Ruminations

Blog dedicated primarily to randomly selected news items; comments reflecting personal perceptions

Tuesday, April 11, 2017

Agriculture and Climate Change

"It's a side-effect of agriculture that could be addressed with some relatively simple measures."
"We are always going to have to eat, so this is not going to go away."
Professor Claudia Wagner-Riddle, Atmospheric Sciences, University of Guelph

"It was surprising to see the results."
"I don't think anyone would have expected that."
Ron Bonnett, president, Canadian Federation of Agriculture
A horse stands on a fog-shrouded hill at a farm on Shannonville Road in Tyendinaga Township northeast of Belleville, Ont. Luke Hendry/Postmedia

A team of Guelph researchers led by Professor Wagner-Riddle placed devices on agricultural fields in Ontario and Manitoba, to automatically analyze gases flowing upward into the atmosphere from the fields for periods of fourteen and nine years respectively. The data collected was used by the researchers to account for yearly variations in conditions. Readings were gathered as well from another ten Canadian locations. Nor were the U.S., Japan, China and Germany ignored, for data was collected from those sources as well.

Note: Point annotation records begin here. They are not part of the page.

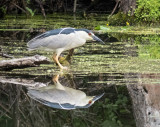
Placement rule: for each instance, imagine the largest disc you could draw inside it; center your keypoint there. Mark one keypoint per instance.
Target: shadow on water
(126, 69)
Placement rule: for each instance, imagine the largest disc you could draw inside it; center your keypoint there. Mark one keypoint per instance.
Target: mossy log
(21, 81)
(32, 61)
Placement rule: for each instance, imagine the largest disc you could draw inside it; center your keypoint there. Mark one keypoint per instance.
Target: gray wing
(53, 39)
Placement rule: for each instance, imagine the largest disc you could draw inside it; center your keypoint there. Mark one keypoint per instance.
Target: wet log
(22, 81)
(32, 61)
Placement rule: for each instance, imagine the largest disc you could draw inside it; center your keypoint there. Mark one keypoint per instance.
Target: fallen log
(32, 61)
(22, 81)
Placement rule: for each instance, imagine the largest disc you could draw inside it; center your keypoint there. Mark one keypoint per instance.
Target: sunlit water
(126, 69)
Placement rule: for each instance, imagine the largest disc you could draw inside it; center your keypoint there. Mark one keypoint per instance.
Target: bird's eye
(90, 102)
(89, 34)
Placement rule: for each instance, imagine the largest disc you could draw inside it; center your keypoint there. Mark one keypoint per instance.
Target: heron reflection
(62, 97)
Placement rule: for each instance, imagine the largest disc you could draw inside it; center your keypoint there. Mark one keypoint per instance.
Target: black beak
(98, 39)
(97, 97)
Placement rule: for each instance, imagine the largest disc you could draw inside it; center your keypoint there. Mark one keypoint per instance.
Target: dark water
(126, 69)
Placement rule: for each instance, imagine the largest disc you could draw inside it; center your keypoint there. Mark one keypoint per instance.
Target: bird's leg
(55, 78)
(70, 54)
(55, 58)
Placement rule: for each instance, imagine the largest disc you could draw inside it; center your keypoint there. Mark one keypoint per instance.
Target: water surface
(126, 69)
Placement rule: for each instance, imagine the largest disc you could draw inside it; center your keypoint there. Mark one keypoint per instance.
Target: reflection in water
(62, 97)
(145, 97)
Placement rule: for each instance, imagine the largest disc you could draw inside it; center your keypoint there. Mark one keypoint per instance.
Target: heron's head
(88, 35)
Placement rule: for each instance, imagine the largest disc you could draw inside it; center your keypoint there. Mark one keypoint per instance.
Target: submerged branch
(32, 61)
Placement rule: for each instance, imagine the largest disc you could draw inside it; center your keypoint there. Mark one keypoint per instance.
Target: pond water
(126, 69)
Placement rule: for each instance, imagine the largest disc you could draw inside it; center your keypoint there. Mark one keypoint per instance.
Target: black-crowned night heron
(62, 97)
(60, 40)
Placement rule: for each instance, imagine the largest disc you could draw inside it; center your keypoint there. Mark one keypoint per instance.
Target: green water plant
(148, 10)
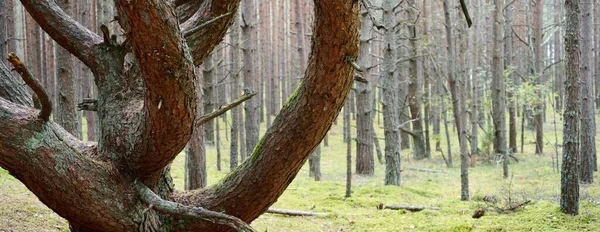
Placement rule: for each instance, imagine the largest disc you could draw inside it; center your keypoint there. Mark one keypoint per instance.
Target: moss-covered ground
(533, 178)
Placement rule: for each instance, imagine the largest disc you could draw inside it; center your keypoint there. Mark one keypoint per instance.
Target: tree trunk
(147, 113)
(252, 118)
(4, 17)
(236, 114)
(209, 94)
(588, 126)
(569, 179)
(315, 164)
(458, 104)
(348, 149)
(415, 87)
(498, 88)
(558, 71)
(66, 111)
(389, 100)
(508, 59)
(365, 159)
(537, 49)
(596, 68)
(195, 157)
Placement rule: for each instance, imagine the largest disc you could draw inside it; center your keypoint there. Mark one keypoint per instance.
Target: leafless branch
(34, 84)
(465, 11)
(67, 32)
(369, 6)
(197, 28)
(224, 109)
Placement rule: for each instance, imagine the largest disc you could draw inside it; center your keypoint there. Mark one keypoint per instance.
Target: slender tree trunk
(508, 58)
(348, 149)
(458, 103)
(249, 55)
(195, 157)
(596, 54)
(537, 48)
(415, 87)
(236, 121)
(209, 97)
(389, 99)
(315, 164)
(558, 71)
(569, 180)
(426, 78)
(66, 113)
(365, 160)
(596, 68)
(4, 17)
(588, 126)
(498, 88)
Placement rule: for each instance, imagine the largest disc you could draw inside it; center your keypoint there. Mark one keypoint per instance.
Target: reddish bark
(147, 109)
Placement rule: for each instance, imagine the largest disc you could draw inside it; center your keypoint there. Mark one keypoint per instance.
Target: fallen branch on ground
(290, 212)
(411, 208)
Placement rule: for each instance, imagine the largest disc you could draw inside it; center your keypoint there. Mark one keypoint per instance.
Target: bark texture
(458, 106)
(498, 87)
(365, 159)
(588, 124)
(569, 178)
(147, 109)
(66, 110)
(389, 100)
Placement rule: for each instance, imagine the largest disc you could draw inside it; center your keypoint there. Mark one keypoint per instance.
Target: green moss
(532, 178)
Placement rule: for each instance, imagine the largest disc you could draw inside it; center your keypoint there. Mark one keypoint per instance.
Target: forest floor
(531, 179)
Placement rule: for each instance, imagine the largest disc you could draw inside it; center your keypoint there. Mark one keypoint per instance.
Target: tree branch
(299, 127)
(168, 80)
(368, 6)
(67, 32)
(224, 108)
(48, 160)
(173, 208)
(34, 84)
(465, 11)
(203, 40)
(12, 88)
(205, 24)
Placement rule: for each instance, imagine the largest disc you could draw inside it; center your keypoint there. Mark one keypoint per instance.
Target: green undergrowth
(532, 179)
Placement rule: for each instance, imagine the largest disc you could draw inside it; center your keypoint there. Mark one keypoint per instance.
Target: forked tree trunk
(569, 178)
(147, 109)
(498, 87)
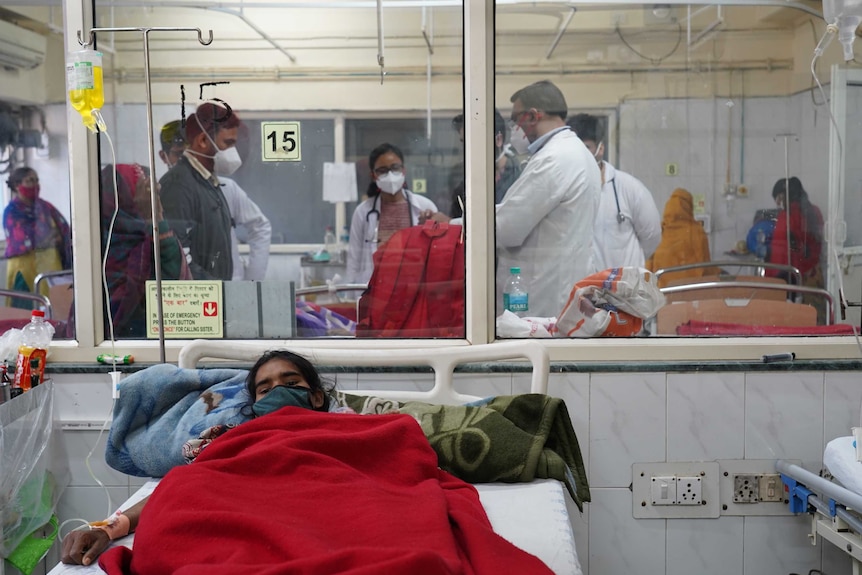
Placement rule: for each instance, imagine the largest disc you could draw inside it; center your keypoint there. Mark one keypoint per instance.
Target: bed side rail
(442, 360)
(330, 289)
(830, 318)
(792, 270)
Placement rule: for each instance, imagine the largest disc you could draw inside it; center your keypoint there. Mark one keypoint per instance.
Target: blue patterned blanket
(161, 407)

The researchers took that bounty of information, then proceeded to extrapolate their findings to cropland worldwide in landscapes subject to freeze-and-thaw cycles, transiting the seasons from winter to spring. The conclusion reached in this study was that the unique process of cropland freeze-and-thaw cycles churn out a  teragram -- one billion kilograms -- of nitrous oxide annually. This data has never before been quantified.
U of G developed technology used to monitor and measure nitrous oxide emissions from thawing croplands. University of Guelph

Nitrous oxide is more commonly referred to as laughing gas, used as a dental anaesthetic. It accounts for something in the range of under ten percent of greenhouse gas emissions. Its presence in the atmosphere, however, is no laughing matter since it is close to 300 times as capable as carbon dioxide at trapping energy relating to the greenhouse gas effect believed to be at the core of our warming planet.

While it has been known for quite awhile that agriculture represents a primary source of nitrous oxide emissions resulting from the nitrogen-based fertilizer used worldwide in the production of food, the impact of fields in northern climates that freeze during the winter, then thaw has never before been evaluated. Now, the study published in the journal Nature Geoscience definitively points out that as ground defrosts, microbial activity releases nitrous oxide into the environment.

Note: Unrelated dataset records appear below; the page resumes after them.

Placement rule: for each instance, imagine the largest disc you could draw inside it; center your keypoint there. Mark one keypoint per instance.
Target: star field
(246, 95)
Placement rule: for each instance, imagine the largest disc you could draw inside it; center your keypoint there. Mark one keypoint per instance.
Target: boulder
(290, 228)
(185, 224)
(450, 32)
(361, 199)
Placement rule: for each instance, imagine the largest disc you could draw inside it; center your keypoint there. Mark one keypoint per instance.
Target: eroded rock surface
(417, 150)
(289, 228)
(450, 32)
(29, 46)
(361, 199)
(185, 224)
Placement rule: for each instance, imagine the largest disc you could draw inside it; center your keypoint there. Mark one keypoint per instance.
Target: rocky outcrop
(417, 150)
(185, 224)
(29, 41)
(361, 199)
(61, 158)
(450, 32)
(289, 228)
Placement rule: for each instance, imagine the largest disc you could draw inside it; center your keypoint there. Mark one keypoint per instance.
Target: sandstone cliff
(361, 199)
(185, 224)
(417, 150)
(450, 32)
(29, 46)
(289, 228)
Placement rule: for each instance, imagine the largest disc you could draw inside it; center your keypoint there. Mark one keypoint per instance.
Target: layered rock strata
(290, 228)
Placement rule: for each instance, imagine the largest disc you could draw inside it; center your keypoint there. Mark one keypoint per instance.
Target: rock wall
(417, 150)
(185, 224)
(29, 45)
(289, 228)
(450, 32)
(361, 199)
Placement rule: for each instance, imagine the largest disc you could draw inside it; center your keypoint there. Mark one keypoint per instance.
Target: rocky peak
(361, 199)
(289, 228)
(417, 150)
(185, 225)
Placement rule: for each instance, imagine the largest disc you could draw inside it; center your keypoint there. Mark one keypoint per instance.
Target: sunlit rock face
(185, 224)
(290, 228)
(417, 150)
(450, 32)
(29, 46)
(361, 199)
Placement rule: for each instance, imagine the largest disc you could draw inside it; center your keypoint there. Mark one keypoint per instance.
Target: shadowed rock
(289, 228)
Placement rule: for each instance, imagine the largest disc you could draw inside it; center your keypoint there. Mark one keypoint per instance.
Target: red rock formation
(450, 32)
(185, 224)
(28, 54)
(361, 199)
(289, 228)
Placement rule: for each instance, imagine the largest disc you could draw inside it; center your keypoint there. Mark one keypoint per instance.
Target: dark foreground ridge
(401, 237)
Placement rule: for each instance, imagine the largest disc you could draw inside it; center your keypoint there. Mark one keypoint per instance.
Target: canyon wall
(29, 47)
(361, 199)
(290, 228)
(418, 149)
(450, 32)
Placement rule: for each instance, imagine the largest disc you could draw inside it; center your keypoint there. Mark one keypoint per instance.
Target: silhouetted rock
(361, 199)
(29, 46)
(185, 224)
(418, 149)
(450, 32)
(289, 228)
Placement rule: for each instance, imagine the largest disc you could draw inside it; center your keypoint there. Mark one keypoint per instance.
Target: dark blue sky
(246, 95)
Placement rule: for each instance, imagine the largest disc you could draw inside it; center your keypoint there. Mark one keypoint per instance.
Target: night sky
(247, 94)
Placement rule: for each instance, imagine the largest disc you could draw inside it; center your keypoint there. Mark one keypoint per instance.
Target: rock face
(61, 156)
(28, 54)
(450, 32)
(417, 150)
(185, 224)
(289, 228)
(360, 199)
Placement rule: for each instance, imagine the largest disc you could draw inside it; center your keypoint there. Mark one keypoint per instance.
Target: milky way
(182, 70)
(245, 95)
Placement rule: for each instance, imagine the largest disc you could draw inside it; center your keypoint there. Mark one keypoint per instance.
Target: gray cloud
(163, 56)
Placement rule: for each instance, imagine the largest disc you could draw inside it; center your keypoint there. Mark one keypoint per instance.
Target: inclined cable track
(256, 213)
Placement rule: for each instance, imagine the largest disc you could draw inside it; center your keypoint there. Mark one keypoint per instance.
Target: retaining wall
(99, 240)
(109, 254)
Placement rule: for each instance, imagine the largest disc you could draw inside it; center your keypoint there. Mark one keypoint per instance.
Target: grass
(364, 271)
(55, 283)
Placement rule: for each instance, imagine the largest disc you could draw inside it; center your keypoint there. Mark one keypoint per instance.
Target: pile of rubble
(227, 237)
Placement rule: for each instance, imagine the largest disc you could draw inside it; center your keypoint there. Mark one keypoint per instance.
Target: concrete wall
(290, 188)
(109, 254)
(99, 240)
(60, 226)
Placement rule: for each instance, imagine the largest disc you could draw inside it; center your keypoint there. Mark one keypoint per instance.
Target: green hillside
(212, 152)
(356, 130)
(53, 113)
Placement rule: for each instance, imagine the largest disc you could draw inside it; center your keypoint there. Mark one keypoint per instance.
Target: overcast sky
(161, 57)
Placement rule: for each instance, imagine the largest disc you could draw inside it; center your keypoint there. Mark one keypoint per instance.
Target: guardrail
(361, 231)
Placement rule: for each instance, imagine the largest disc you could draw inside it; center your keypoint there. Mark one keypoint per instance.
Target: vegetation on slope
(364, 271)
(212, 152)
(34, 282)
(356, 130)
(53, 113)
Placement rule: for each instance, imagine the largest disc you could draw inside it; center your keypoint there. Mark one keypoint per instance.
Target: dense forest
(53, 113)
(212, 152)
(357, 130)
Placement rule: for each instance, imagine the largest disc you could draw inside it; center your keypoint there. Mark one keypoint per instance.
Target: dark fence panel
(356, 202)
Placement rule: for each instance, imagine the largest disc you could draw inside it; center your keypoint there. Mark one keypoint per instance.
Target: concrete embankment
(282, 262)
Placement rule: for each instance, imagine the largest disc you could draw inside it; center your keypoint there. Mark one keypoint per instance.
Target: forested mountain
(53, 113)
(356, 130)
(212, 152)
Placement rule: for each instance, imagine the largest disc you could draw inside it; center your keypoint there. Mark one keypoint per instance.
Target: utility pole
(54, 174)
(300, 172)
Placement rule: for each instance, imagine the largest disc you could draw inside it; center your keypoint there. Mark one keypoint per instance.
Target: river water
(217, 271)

The study's conclusion quantifying the contribution of agriculture to production of nitrous oxide is that the issue has been underestimated by 17 to 28 percent. And because of its contribution to global warming, where climate change effectively reduces the amount of snow serving as an insulating layer over soil in winter, the ground may, as a result be more likely to freeze, ensuring the thaw will produce conditions leading to the release of nitrous oxide into the atmosphere.
Spring thaw of croplands is a big and overlooked contributor to global greenhouse gas emissions, according to a first-ever study by University of Guelph researchers. University of Guelph

Dr. Wagner-Riddle feels that the contribution of agricultural fields' springtime release of the gas merits countermeasures. Even recognizing that industrial sources of pollution are greater than the greenhouse-gas expelled by croplands the issue should be a source of concern. Farmers should be encouraged to leave nitrogen-absorbing "cover crops" on fields throughout the winter. Farmers, aware of their part in the climate-change phenomenon which includes methane emissions from livestock manure, are likely to want to be involved in altering the equation.

Mr. Bonnett of the Canadian Federation of Agriculture has stated that many Canadian farmers already have seen the merits involved in no-till farming, some using cover crops at the present time and recognizing the benefits of both measures being useful to farming itself, while the fact that it enhances the environment is considered an additional, valuable bonus.

So the issue of planting cover crops to remain in the earth over winter, along with no-till farming, where the ground is not ploughed up and crop remnants ploughed under, post-harvest, are known to reduce nitrous oxide emissions, while at the same time making less work for the farmer in a more efficient technique that has growing acceptance among the farming community.